Availability of naturally-occurring affordable housing (or “NOAH”) in Minnesota has declined steeply from 2012-2017, however the region has experienced its highest levels of preservation in recent years, according to the new MN Housing Measures report published by the McKnight Foundation.

This recent spike in preservation activity is in large part due to a new influx of local partnerships leveraging private funds to specifically target these NOAH properties. Even amidst rising development costs, acquisition of NOAH stock allows for an increase of preservation without depleting traditional subsidy resources. According to Greater MN Housing Fund, investments from their NOAH Impact Fund and from other national funds have resulted in 1,940 preserved units since 2015.

According to the report, only 29% of private market rental vacancies in the Twin Cities were affordable to moderate income households in 2017, down from 48% only 5 years ago. Moreover, this is a trend we are seeing across the state. Although Greater MN is generally more affordable, four of five Greater MN markets studied saw double-digit declines of affordable vacancies over that same period.
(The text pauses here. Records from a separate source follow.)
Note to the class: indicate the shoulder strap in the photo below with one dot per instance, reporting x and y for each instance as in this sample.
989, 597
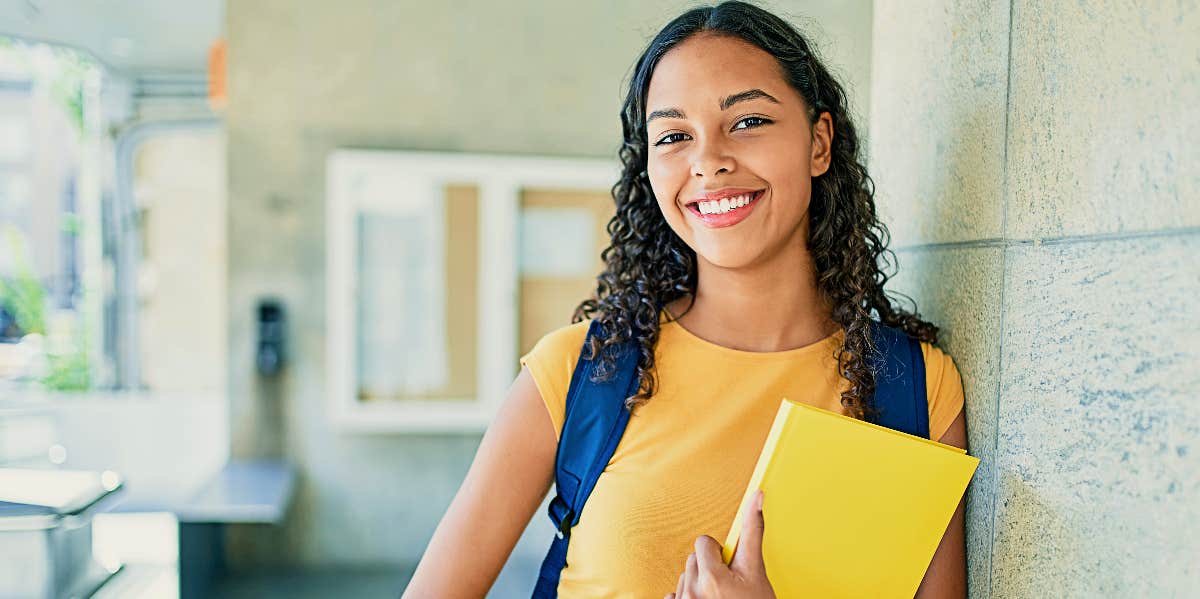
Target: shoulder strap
899, 382
597, 417
594, 423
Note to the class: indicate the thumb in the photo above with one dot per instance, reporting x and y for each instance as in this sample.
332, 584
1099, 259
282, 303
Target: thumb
748, 556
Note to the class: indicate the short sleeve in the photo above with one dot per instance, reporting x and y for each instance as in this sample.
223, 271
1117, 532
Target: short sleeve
551, 363
943, 387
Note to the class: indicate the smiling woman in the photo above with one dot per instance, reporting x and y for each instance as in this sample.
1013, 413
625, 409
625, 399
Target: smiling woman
745, 265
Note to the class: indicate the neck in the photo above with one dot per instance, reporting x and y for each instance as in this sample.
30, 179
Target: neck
772, 306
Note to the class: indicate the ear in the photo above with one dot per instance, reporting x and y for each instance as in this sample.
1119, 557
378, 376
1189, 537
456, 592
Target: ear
822, 145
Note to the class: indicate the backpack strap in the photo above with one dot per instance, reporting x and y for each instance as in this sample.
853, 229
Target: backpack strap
594, 423
899, 382
597, 418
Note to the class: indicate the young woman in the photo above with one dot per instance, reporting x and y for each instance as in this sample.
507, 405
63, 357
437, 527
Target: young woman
745, 265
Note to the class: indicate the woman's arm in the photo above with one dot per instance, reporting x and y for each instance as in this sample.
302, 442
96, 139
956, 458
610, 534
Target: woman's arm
510, 475
947, 574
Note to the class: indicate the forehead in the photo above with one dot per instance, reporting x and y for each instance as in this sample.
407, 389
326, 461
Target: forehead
705, 67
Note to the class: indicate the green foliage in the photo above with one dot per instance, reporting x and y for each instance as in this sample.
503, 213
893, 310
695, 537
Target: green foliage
23, 295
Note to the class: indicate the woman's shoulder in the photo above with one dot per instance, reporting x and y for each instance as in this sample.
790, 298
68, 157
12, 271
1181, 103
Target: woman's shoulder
563, 340
943, 388
551, 363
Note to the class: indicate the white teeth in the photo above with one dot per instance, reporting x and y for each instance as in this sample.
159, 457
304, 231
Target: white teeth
724, 204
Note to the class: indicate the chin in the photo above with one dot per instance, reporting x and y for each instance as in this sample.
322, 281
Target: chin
727, 257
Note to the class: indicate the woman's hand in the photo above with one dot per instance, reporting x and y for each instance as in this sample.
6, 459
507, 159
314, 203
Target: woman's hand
706, 576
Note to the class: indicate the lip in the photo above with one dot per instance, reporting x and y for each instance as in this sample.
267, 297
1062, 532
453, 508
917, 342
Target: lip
730, 219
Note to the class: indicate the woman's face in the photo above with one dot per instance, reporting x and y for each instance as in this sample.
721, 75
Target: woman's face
721, 123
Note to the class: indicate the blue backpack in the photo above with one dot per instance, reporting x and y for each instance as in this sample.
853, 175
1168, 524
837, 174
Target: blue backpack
597, 417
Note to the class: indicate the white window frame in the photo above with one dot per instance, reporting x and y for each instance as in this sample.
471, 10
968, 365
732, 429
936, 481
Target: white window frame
499, 180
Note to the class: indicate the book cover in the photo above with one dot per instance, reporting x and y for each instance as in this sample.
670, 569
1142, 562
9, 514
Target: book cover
850, 508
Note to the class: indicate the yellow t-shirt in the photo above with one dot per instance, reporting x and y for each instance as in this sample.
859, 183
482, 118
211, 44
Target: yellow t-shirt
684, 461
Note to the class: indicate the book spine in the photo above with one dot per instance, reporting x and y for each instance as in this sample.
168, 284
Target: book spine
760, 472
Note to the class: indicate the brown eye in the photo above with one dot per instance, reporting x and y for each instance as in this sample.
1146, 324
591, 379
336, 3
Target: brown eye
664, 141
757, 121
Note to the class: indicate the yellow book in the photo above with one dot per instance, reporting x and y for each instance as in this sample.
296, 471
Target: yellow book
850, 508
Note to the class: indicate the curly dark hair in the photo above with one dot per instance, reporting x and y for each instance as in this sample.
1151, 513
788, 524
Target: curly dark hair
648, 265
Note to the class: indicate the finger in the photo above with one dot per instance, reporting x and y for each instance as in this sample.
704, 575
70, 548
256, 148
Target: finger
689, 576
708, 555
748, 557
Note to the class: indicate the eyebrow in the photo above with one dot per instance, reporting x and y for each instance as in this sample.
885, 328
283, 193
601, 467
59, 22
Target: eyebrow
726, 102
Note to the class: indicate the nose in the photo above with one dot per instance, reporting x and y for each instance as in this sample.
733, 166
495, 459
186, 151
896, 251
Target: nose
711, 159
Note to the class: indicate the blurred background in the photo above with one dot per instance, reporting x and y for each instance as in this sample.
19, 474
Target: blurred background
267, 267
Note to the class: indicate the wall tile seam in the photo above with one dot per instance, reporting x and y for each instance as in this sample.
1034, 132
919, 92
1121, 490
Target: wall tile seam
1000, 325
1055, 240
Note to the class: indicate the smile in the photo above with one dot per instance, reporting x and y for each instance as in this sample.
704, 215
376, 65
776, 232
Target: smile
726, 211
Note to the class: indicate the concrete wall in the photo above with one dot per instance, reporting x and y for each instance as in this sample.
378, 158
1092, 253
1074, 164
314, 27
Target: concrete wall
1037, 162
539, 77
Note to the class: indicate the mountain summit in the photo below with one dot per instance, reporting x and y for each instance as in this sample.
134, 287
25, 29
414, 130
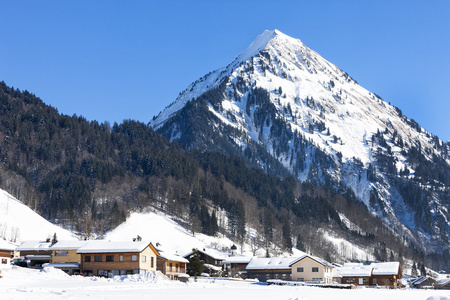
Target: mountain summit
284, 108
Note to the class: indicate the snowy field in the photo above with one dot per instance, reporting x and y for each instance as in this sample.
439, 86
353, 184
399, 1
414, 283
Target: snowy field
19, 283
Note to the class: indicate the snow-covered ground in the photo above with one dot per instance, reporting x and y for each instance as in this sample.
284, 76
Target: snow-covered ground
20, 283
19, 223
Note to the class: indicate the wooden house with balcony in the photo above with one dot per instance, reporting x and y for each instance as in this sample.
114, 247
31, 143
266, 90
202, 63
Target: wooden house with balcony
108, 259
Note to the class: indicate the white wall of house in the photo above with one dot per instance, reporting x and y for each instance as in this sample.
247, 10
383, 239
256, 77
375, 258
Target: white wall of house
308, 269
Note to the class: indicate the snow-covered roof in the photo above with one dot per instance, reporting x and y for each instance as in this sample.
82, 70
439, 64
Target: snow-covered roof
113, 247
172, 257
420, 280
68, 245
386, 268
264, 263
317, 259
5, 245
210, 252
237, 260
443, 281
34, 246
61, 265
355, 270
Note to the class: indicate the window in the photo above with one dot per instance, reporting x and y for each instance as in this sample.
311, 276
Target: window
61, 253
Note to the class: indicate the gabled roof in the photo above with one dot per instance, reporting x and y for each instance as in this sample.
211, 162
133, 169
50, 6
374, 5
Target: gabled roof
271, 263
355, 270
114, 247
237, 260
386, 268
172, 257
317, 259
420, 280
34, 246
68, 245
211, 253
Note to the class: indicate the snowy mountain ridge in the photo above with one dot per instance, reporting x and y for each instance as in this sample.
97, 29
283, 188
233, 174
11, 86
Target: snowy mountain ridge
320, 125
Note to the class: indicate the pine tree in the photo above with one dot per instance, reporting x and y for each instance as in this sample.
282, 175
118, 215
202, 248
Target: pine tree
414, 270
300, 245
196, 265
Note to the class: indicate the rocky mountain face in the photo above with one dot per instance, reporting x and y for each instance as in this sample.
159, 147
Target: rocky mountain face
284, 108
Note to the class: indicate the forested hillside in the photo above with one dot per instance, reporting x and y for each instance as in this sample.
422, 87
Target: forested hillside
89, 176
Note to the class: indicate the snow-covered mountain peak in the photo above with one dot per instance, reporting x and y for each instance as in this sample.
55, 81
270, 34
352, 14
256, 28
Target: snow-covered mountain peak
259, 44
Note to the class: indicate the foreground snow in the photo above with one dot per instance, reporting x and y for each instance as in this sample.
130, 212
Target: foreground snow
19, 283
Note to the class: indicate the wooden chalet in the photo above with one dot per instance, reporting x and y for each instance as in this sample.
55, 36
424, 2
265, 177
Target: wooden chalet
65, 256
356, 274
424, 282
104, 258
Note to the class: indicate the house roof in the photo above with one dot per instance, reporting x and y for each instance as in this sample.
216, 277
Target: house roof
271, 263
210, 252
355, 270
5, 245
172, 257
68, 245
114, 247
420, 280
34, 246
386, 268
237, 260
62, 265
317, 259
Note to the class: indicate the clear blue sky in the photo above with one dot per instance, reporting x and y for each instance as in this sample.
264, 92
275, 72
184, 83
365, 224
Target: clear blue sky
116, 60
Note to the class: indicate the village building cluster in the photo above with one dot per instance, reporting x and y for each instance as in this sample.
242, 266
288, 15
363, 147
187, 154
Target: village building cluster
110, 258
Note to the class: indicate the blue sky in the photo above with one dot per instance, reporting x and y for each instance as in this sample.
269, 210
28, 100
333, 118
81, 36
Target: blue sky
116, 60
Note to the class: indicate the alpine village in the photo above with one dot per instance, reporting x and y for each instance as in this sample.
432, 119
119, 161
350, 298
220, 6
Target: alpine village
287, 171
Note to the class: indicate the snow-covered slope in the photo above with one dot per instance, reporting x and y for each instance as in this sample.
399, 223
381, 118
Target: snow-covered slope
162, 230
19, 223
279, 102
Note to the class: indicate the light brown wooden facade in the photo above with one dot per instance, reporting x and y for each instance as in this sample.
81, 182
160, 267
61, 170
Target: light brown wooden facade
119, 263
171, 268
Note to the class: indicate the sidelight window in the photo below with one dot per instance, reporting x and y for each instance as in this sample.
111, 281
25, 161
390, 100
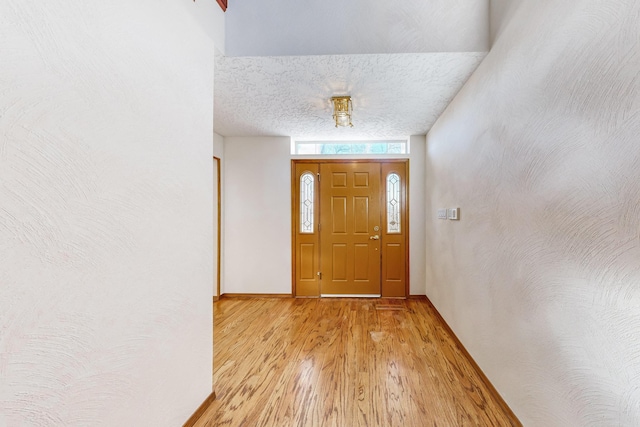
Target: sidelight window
307, 183
393, 203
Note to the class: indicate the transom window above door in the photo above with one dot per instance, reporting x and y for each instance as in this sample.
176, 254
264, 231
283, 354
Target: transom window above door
337, 148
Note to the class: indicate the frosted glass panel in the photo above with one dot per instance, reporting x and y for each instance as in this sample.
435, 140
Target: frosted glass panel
393, 203
333, 148
307, 181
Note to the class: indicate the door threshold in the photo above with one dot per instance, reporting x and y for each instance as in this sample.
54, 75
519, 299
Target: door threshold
349, 295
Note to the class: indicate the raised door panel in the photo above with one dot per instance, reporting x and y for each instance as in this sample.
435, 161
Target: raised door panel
349, 211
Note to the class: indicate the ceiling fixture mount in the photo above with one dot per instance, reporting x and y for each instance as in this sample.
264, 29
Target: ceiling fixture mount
342, 110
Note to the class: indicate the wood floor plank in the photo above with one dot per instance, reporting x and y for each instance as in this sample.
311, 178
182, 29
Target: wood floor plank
343, 362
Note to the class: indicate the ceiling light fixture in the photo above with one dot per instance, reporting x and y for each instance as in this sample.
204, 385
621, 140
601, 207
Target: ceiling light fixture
342, 110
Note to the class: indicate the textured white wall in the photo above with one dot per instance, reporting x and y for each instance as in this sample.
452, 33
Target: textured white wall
333, 27
106, 118
257, 215
541, 277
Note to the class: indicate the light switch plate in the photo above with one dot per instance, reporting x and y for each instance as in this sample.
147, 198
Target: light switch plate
454, 214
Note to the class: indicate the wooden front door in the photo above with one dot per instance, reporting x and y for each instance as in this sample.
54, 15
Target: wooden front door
350, 228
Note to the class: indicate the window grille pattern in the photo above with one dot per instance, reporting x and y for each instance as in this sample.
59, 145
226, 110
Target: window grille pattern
307, 183
393, 203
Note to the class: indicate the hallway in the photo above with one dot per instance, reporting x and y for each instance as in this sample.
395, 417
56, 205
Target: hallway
342, 362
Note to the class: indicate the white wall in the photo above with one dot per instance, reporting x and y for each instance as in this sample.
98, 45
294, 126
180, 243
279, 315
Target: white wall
106, 117
257, 212
541, 277
334, 27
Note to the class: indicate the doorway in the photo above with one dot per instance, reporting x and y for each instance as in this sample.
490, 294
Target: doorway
350, 228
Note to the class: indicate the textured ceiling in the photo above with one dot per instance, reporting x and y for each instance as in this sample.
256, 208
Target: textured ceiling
334, 27
394, 95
MN Housing Measures 2012-2017 is the latest in a series of annual reports by HousingLink developed on behalf of the McKnight Foundation. The report shows a picture of the state of affordable rental housing with numbers that consistently indicate a distressed market, with low vacancy, rising and increasingly unaffordable rents, and challenges to developing new publicly-funded apartments. Given that our region depends on a stable supply of available affordable housing, the report measures the relative health of geographies throughout the state of Minnesota by looking at Naturally-Occurring Affordable Housing (NOAH) and publicly-subsidized rental unit supplies, as well as funding streams for affordable housing.